Now he says 'enough punishment'
That rules committee is the same panel that stripped all of Florida's and Michigan's delegates in the first place. One member everybody will be watching is senior Hillary Rodham Clinton adviser Harold Ickes, a party rules expert who voted in August to severely punish Florida and now is a vocal advocate for giving Florida all its delegates.
Natch, Ickes sees no contradiction. In August, he said, the idea of meting out such stiff punishment was to send a strong message to other states not to follow Florida and Michigan's lead. It worked, Ickes noted, and Florida and Michigan "have in fact been punished" with the candidates not campaigning there.
Michigan hardens up
Most Florida Democratic leaders suggest they'd accept Florida getting half its delegates restored (or all its delegates getting half votes) but Michigan is making noises about leading a potentially bitter floor fight at the convention.
"If we're punished in any way by the rules committee, I would be in favor of going to the floor," Michigan Sen. Carl Levin told the Detroit News.
Wait a minute, Hillary
Hillary Clinton is likening the controversy over Florida's uncounted Florida primary votes to the Florida recount in 2000. Some veterans of that battle aren't buying it.

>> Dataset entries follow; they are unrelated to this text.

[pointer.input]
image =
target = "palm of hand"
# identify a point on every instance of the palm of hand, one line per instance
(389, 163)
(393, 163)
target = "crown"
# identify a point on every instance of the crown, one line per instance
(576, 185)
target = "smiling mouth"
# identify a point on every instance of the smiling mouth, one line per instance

"That's ludicrous," former Al Gore campaign chairman Bill Daley told Buzz. "This isn't like we woke up the day of the election and there are total screwups. Everybody knew the rules all along." Daley, one of Obama's national co-chairmen, said if Floridians should be angry at anyone, it should be state party leaders who broke the clear-cut rules.
Gore campaign manager Donna Brazile, ostensibly neutral and a key member of the DNC rules committee: "It was an unfair comparison given the history of the recount and the politics of state officials who openly defied party rules."